There should have been a surge of satisfaction at the idea, but what I got was a sour hollow feeling. It seemed too tenuous, as if I was scamming myself because I just didn't want to face up to facts.
What if Jon was gone, for real? What if the cousin inside him had killed him even before I'd gotten off the bus from L.A.?
The truth was, I wasn't sure what I would do with him. I had too many memories of him and his family to think about cutting him open the way I'd cut open Payton. I wasn't sure I could do that.
But I was getting ahead of myself. Maybe, despite what he said, Wally had a counterspell in his book. If not, I would try the ghost knife. I couldn't imagine how it would actually work, but I had to try.
I was living on hope, and my supply had nearly run out.
I glanced out the window. In the street below, Jon and Echo stood beside a telephone pole. Jon was struggling with his cell phone, as though the numbers were in a different language. Then he held it up to his ear and started talking. Echo stared up at the windows of Wally's apartment. At me.
I bolted from the window. I had no doubt they were calling the cops on me. Jon might have been a cannibal with a monster living inside his brain, but at heart he was still a seat-belt person, and seat-belt people called the cops when they needed help. I yanked the stereo and speakers away from the wall. The stack of blue pages was gone. Wally had taken them.
The copy I'd been reading was still on the coffee table. It was missing the spell Echo had grabbed, of course, but I didn't need that one. I picked up the stack and checked it for splatters of black blood. It was clean. I tucked it under my jacket.
I felt dizzy again. I rushed into Wally's tiny kitchen and scanned the contents. The only thing I felt was safe to take was a plastic bag with four oranges inside. On my way to the door, I did my best not to look at Payton.
There was a little dish on a telephone table by the door, and there was a single engine key inside it. There was also a wad of folded five-dollar bills and a sheet of torn blue paper. I unfolded the paper and saw it was a photocopy of a check written by someone named "Nettle Philips"--if that was a real person's name--with her address printed on it as clear as day. Handwritten beside it was the note: "No hard feelings. Wally."
Wally had given me a motorcycle and the address of the woman he'd stolen the book from. What a pal.
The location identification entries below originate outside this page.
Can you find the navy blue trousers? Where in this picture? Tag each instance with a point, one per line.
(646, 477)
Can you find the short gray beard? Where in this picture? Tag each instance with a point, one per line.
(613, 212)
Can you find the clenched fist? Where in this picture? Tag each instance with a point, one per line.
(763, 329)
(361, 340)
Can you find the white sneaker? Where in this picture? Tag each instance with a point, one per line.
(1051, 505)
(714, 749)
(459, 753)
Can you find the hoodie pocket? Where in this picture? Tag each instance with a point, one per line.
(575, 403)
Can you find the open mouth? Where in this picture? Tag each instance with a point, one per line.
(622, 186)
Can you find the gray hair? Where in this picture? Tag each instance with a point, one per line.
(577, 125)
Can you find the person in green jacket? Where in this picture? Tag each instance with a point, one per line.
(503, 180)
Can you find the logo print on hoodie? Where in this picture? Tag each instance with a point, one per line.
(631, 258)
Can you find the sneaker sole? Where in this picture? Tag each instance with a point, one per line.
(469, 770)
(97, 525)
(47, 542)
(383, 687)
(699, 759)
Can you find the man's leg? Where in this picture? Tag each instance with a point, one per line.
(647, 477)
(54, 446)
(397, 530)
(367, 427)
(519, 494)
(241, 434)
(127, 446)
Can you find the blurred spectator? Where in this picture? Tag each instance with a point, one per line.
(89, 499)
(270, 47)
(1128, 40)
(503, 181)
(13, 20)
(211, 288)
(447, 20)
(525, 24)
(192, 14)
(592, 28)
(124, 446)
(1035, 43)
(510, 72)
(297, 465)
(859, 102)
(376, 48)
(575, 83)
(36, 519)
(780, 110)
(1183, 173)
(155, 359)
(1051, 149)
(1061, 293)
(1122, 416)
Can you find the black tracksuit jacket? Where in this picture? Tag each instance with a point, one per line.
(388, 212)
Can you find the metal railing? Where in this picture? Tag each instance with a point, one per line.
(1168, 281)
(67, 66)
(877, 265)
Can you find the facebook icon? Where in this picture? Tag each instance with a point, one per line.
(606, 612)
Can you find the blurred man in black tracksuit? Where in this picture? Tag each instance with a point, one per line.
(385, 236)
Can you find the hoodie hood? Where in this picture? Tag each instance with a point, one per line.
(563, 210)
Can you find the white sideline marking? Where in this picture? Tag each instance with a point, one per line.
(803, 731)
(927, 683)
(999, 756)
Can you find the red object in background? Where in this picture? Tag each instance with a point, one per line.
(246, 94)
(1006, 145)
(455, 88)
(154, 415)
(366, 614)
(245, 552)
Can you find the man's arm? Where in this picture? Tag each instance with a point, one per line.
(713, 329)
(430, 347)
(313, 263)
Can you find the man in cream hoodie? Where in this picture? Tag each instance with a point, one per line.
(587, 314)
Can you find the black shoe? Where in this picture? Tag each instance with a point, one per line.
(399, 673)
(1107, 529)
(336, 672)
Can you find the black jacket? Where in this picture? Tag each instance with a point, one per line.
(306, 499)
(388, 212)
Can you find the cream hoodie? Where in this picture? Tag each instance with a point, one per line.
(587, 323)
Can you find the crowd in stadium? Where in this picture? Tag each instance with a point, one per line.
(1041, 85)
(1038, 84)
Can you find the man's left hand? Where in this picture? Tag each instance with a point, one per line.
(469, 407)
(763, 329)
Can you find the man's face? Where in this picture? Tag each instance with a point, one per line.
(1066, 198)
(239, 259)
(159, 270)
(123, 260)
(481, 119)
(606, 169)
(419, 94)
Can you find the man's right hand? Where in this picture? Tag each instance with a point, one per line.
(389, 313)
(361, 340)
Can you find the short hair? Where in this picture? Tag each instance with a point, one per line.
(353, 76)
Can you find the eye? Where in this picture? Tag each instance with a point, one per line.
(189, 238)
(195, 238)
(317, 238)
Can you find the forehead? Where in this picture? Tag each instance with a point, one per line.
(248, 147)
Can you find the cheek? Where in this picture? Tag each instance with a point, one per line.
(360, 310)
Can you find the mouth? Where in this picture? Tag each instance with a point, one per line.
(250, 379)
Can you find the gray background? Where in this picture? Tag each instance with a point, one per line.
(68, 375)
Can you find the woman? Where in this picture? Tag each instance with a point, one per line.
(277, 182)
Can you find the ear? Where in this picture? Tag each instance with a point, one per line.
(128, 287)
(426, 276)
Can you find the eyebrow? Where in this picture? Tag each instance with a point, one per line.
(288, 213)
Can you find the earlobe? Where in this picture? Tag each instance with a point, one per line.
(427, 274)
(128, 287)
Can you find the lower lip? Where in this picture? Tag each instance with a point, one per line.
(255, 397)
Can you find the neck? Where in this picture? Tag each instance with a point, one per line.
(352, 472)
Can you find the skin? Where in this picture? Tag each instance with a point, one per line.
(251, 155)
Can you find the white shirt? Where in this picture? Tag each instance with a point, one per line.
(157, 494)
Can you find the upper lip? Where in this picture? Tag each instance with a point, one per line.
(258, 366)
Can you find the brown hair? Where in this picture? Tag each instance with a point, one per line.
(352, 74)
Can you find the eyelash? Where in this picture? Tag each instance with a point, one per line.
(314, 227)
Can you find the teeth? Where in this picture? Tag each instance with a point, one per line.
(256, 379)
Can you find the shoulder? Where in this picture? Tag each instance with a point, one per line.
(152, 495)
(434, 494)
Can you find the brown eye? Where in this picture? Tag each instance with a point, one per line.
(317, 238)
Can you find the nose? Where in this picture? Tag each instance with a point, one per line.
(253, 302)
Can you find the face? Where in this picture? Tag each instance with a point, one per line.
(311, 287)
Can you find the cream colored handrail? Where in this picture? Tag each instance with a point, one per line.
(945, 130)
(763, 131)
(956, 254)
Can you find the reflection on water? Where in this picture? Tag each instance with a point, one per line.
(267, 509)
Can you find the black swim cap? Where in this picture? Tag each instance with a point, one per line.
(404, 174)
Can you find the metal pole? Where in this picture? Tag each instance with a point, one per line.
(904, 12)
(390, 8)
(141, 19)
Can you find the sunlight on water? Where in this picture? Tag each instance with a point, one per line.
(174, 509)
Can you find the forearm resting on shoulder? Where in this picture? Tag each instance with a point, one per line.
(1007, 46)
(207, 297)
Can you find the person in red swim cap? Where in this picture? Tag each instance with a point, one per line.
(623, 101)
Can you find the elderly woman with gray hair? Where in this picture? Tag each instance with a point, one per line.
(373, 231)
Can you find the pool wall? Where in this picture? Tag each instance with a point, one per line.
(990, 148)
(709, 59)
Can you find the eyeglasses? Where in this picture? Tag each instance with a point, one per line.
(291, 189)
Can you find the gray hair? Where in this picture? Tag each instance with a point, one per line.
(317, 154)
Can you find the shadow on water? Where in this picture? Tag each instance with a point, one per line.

I stuffed the copied check, the key and the money into my pocket, then bolted out the front door and down a stairwell. I would have given Wally's apartment the same treatment Annalise had given Macy and Echo's house, if only to destroy any spells he might have left lying around, but I knew I didn't have time.
What's more, I didn't know who else was in the building and if they'd be able to get away. I wasn't going to kill innocent bystanders just because I'd screwed up. I'd just have to believe that Wally was the type to have taken everything magical with him.
There were few vehicles in the basement garage and no people. I passed a battered Toyota and an Isuzu minivan to reach an old Honda motorcycle that was so small it was nearly a dirt bike. I yanked the helmet out of the mesh net on the seat and pulled it on, then lowered the tinted visor.
I revved it and raced out of the garage. As I reached the corner of Wally's block, three police cars raced by. One of the cops looked straight into my blank visor, then straight at my license plate.
Shit. Now I'd have to ditch the motorcycle, and soon. If only I'd gone the other way. I rode away, staying just below the speed limit. Echo had the spell again, which meant I didn't have much time.
Nettle Philips lived on the northern side of the University, in one of those secluded little streets that Seattle tucks away on the sides of hills. It was a wooded dead-end lane surrounded by greenbelt too steep for safe development--it didn't even have a sidewalk. Philips's house was set back from the road and hemmed in by bushes and blackberry vines so high you couldn't actually see it from the street.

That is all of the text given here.